Let’s keep talking about money or, more precisely, government grants for public teaching and research institutions. In many countries, they’re linked to the success of contract research. At the Fraunhofer Institute, this consistent market focus of research and development work was introduced as far back as 50 years ago, resulting in permanent and sustainable growth there.

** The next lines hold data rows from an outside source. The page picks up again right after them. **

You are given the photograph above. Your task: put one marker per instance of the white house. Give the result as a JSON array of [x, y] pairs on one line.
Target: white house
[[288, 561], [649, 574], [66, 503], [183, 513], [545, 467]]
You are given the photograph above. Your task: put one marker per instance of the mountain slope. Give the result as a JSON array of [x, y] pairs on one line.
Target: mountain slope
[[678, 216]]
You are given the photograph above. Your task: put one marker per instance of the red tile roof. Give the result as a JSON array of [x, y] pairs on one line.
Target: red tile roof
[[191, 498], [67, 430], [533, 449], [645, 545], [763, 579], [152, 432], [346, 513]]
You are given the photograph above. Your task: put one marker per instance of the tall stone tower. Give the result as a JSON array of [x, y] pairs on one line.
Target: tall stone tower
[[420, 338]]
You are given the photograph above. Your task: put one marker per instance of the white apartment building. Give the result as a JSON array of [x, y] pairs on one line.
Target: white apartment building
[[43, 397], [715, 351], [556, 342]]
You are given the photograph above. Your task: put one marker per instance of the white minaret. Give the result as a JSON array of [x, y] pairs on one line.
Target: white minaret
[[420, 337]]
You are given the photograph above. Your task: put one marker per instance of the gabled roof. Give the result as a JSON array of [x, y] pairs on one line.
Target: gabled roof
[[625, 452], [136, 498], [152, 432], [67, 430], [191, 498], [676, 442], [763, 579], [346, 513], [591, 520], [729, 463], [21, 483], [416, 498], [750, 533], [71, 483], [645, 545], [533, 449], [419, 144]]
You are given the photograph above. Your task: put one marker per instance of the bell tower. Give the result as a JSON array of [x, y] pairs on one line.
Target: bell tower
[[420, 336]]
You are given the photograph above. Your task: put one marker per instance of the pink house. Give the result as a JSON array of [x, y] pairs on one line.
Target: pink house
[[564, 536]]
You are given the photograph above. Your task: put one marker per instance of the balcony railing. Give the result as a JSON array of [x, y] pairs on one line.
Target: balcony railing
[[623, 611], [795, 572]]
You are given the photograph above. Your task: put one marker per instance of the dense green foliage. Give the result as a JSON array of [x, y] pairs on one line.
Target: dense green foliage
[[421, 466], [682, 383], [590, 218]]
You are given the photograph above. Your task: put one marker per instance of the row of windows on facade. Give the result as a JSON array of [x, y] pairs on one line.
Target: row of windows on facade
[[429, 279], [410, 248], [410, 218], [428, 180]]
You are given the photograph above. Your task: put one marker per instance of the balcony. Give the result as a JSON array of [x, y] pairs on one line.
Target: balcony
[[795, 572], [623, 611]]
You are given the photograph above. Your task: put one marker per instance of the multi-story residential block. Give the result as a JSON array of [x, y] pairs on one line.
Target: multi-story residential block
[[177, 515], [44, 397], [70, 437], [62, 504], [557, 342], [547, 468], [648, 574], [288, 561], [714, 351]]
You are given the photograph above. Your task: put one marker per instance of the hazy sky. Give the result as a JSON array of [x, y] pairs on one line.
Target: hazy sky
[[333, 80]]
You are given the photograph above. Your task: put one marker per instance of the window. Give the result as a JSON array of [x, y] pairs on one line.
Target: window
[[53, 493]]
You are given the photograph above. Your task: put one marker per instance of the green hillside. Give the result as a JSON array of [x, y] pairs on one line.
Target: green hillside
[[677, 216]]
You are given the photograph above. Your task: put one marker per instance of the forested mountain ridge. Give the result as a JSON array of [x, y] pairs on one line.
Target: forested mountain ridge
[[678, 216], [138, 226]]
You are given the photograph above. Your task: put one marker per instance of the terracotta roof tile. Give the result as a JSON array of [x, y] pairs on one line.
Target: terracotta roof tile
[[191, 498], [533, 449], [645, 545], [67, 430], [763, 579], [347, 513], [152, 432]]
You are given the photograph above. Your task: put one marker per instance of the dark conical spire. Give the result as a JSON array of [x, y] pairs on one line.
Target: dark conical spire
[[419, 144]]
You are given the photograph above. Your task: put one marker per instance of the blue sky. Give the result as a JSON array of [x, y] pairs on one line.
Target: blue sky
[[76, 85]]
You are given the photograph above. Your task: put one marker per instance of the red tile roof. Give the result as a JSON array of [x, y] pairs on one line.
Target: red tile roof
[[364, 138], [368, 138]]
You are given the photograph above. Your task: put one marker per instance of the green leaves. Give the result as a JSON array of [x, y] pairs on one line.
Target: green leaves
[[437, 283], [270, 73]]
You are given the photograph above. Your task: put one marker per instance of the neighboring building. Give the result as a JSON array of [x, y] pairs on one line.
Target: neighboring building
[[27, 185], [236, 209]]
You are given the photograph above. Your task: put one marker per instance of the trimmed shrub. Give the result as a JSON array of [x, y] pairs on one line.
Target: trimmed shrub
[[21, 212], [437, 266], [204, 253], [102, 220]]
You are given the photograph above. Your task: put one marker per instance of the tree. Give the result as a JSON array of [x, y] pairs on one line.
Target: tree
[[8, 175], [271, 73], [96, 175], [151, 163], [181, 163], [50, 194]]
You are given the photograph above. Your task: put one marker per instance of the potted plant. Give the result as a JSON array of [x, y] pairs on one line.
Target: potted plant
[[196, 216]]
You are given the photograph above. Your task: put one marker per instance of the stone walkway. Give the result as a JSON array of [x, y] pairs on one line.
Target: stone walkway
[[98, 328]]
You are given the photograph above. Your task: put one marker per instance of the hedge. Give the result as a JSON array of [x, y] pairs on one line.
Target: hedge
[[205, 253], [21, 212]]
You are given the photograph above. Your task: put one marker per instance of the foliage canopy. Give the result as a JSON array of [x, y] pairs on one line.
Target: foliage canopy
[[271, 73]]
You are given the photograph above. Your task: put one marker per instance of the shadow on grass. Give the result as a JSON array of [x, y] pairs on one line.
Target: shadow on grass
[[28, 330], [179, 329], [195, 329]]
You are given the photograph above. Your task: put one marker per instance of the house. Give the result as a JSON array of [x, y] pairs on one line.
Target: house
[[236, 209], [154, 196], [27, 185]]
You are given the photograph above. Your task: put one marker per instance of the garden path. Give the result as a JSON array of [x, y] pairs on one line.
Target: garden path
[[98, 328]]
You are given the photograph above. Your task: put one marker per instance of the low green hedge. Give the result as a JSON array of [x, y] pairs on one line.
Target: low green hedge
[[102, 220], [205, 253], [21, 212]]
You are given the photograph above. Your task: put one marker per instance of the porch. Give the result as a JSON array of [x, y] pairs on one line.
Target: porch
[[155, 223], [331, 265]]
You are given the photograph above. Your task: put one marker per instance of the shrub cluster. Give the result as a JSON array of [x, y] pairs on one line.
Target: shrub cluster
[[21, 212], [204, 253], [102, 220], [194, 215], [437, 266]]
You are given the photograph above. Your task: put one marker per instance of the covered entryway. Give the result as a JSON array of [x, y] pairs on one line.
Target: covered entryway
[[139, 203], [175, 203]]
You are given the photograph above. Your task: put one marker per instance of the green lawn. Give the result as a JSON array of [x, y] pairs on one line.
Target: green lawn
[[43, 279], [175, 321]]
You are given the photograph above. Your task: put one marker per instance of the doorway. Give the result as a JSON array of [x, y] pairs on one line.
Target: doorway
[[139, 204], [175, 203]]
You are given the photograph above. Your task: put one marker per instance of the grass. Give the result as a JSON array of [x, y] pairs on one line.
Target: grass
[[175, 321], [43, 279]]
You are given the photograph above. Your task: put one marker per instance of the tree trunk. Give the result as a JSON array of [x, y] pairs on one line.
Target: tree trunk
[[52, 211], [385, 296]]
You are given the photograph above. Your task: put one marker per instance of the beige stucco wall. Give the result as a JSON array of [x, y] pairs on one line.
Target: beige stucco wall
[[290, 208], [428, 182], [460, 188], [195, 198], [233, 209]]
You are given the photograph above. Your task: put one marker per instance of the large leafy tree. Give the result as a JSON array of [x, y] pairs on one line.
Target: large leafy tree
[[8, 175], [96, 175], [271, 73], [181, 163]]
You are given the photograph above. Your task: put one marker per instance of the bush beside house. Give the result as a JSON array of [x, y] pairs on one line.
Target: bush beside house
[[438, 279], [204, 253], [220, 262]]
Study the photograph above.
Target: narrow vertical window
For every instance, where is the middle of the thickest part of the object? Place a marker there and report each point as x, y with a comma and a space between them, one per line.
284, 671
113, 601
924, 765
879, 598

That’s why in Germany the interlinking of grants with the success of science-business partnerships is frequently referred to as the “Fraunhofer model.”
Spatial proximity promotes creativity
A creative environment is another important provider of impetus to fruitful science-business partnerships. “Clusters, in which teaching, research, science and business are engaged in close exchanges, are real innovation boosters,” says Klarner. Birds of a feather flock together. Around the globe, theme-focused clusters have formed in fields such as medicine, biotechnology, aerospace, mobility, finance, IT, wind and solar power, telecommunications, and sensor systems. Silicon Valley is the best-known example. Decisive impetus to the cluster formation there was provided 80 years ago by Frederick Terman, then a dean at Stanford University. In 1939, the professor of engineering supported two of his students in starting their electronics company. Their names: William Hewlett and David Packard. Today, HP is one of the biggest technology corporations in the world. Motivated by that success, Terman launched a program for promoting founders in pursuit of his aim to make the region attractive to new settlements and students starting their own businesses. He even provided them with capital, today referred to as venture capital and start-ups. More than 150 companies, including IBM and Apple, soon began to establish their headquarters at Stanford Industrial Park that was founded in 1951. That Stanford University was burgeoning concurrently with the rise of Silicon Valley underscores the interaction of such science-business partnerships. Today, the university is one of the most prestigious and research-intensive schools as well as the fourth-richest university in the world.